AHC/WI: Hancock Defeats Garfield!

What it says on the tin. By all accounts the 1880 election was a close run thing, with the Republican nominee James A. Garfield beating the Democratic nominee Winfield S. Hancock by less than 2,000 votes.

So would would happen if Hancock eked out a win? What does his administration look like? What are the knock on effects?
 
Man, I am a silly person. When I saw the thread title, my immediate thought was a battle between these two titans...
hancock-movie.jpg


VS

clip-art-garfield-815896.jpg
 
A lot of very bad shit, presumably. More Redeemerist assholes populating the government.

I don't think Hancock would be any worse on racial matters than Cleveland's administration was after 1884. And anyway the GOP did nothing significant for African Americans in the South after 1876.

Really, leaving aside butterfly effects, it is hard to see how the 1880 election made much difference. The tariff?

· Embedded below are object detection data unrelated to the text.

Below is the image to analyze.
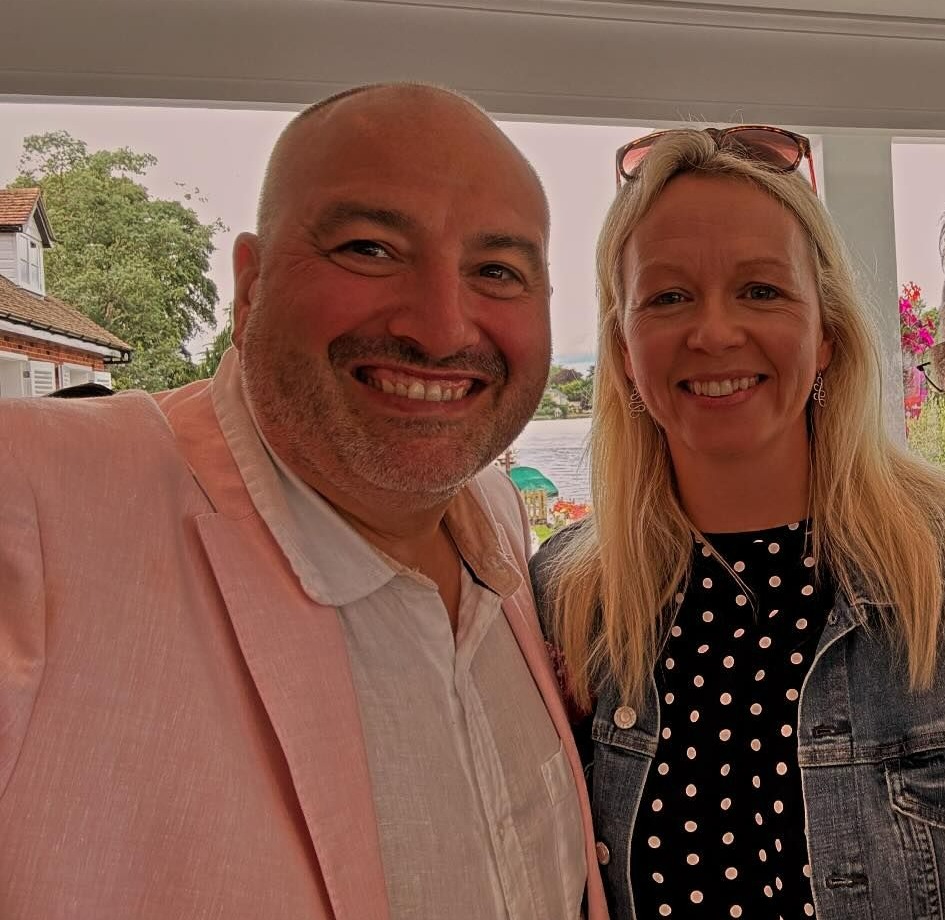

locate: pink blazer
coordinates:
[0,382,606,920]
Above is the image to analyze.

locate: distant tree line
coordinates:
[11,131,226,392]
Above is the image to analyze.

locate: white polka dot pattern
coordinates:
[632,525,833,920]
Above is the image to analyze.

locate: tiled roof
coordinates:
[0,275,132,352]
[0,188,39,227]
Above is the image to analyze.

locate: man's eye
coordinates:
[650,291,683,307]
[479,263,522,281]
[748,284,781,300]
[338,240,390,259]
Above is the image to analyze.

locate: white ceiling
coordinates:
[0,0,945,133]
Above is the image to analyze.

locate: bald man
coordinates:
[0,85,606,920]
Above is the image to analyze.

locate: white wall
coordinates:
[0,0,945,131]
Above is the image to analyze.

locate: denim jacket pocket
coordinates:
[885,748,945,829]
[541,745,587,918]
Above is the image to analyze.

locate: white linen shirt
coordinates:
[215,366,587,920]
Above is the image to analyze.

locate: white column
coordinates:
[821,133,905,441]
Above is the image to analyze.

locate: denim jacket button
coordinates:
[614,706,637,728]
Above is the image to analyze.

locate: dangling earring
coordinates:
[813,371,827,408]
[627,383,646,418]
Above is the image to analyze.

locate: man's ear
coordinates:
[233,233,259,349]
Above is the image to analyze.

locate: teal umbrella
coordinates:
[509,466,558,498]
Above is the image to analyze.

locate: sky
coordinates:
[0,102,945,364]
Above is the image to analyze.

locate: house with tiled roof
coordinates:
[0,188,132,397]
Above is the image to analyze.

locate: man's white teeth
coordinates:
[689,375,760,396]
[366,377,470,402]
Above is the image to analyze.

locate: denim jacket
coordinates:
[532,548,945,920]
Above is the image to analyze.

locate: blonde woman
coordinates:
[533,126,945,920]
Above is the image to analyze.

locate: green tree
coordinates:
[197,304,233,379]
[13,131,225,391]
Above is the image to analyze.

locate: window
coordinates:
[0,351,28,399]
[16,233,45,294]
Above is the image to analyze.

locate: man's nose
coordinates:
[388,270,480,360]
[687,296,746,354]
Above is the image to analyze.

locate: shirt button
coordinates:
[614,706,637,728]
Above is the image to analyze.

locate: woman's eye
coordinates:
[650,291,683,307]
[338,240,390,259]
[748,284,781,300]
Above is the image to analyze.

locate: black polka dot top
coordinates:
[630,524,833,920]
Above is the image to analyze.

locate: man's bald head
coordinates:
[256,83,549,245]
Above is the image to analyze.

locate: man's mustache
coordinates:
[328,333,509,383]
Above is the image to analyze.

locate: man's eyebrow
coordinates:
[315,201,416,233]
[472,233,545,274]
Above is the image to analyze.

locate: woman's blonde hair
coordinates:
[546,130,945,709]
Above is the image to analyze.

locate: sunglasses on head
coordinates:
[617,125,817,192]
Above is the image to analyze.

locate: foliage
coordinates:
[197,304,233,379]
[533,364,594,419]
[13,131,225,391]
[899,281,938,356]
[908,396,945,466]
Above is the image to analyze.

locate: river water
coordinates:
[514,418,591,502]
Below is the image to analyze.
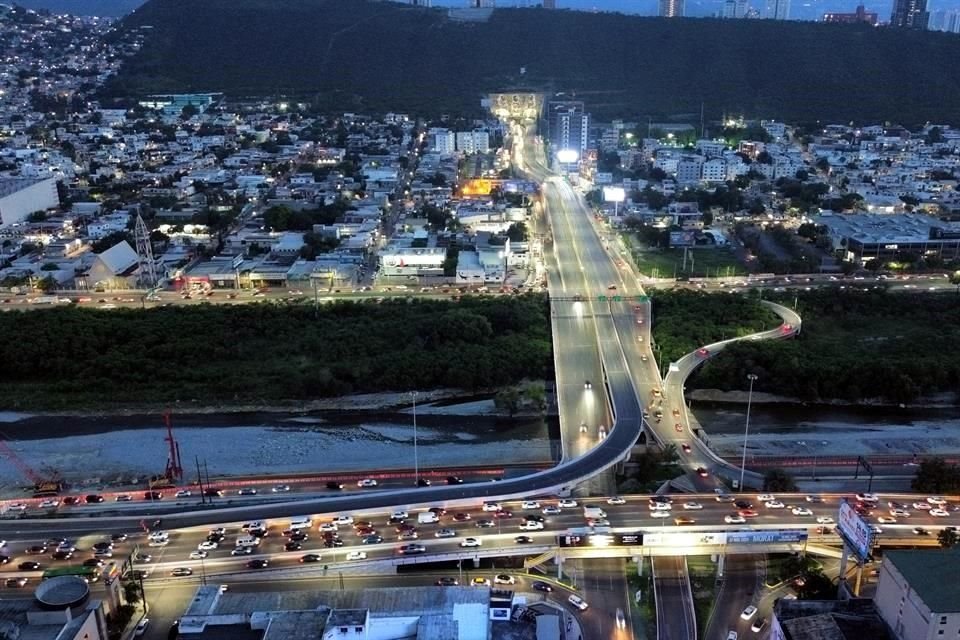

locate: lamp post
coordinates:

The Democratic platform was ambiguous, and Hancock himself strongly denied that he would end protection for industry. (Unfortunately, he said the tariff was a "local question." He later explained privately that what he meant was that it affected different localities differently, but his statement was still ridiculed by the Republicans. http://books.google.com/books?id=ubSem4UEn9AC&pg=PA301) Civil service reform? All the candidates said they were for it, and it would come eventually, but probably Congress would do nothing about it in the near future. (The only reason it did so in OTL was because of Garfield's assassination. So, yes, in that sense Garfield's election made a bit of a difference, but only accidentally.) The money question? Hancock was not as prominently associated with hard money as Tilden and Bayard were, but there is little likelihood he would have aligned himself with western inflationists.

Leonard Dinnerstein in “The Election of 1880,” in A. M. Schlesinger, Jr., ed., History of American Presidential Elections , 4 volumes. New York : Chelsea House and McGraw-Hill, 1971) describes the 1880 election as "one of the most insignificant in United States history." It certainly did not seem that way to voters at the time--turnout has been estimated at 78 percent. But in terms of likely actual effects on public policy, I would say Dinnerstein was right.
 

Redhand

Banned
You might see some efforts to reign in the influence of big business as Hancocks party was less cozy with the captains of industry than the Republicans were. Not much change in the situation of blacks, and the Indian wars are basically over. I cant see that much being changed with this result.

To be honest, the changes that were occurring in the US from 1875-1895 were simply too massive and momentous for government to have much effect on. Population and capital were exploding, the settlers were claiming land with machine like persistence, businesses were making it big and the landscape was being developed. The small limited US government of the era in comparison with the one from Roosevelt on had very little influence on the dynamics of Americas changing society.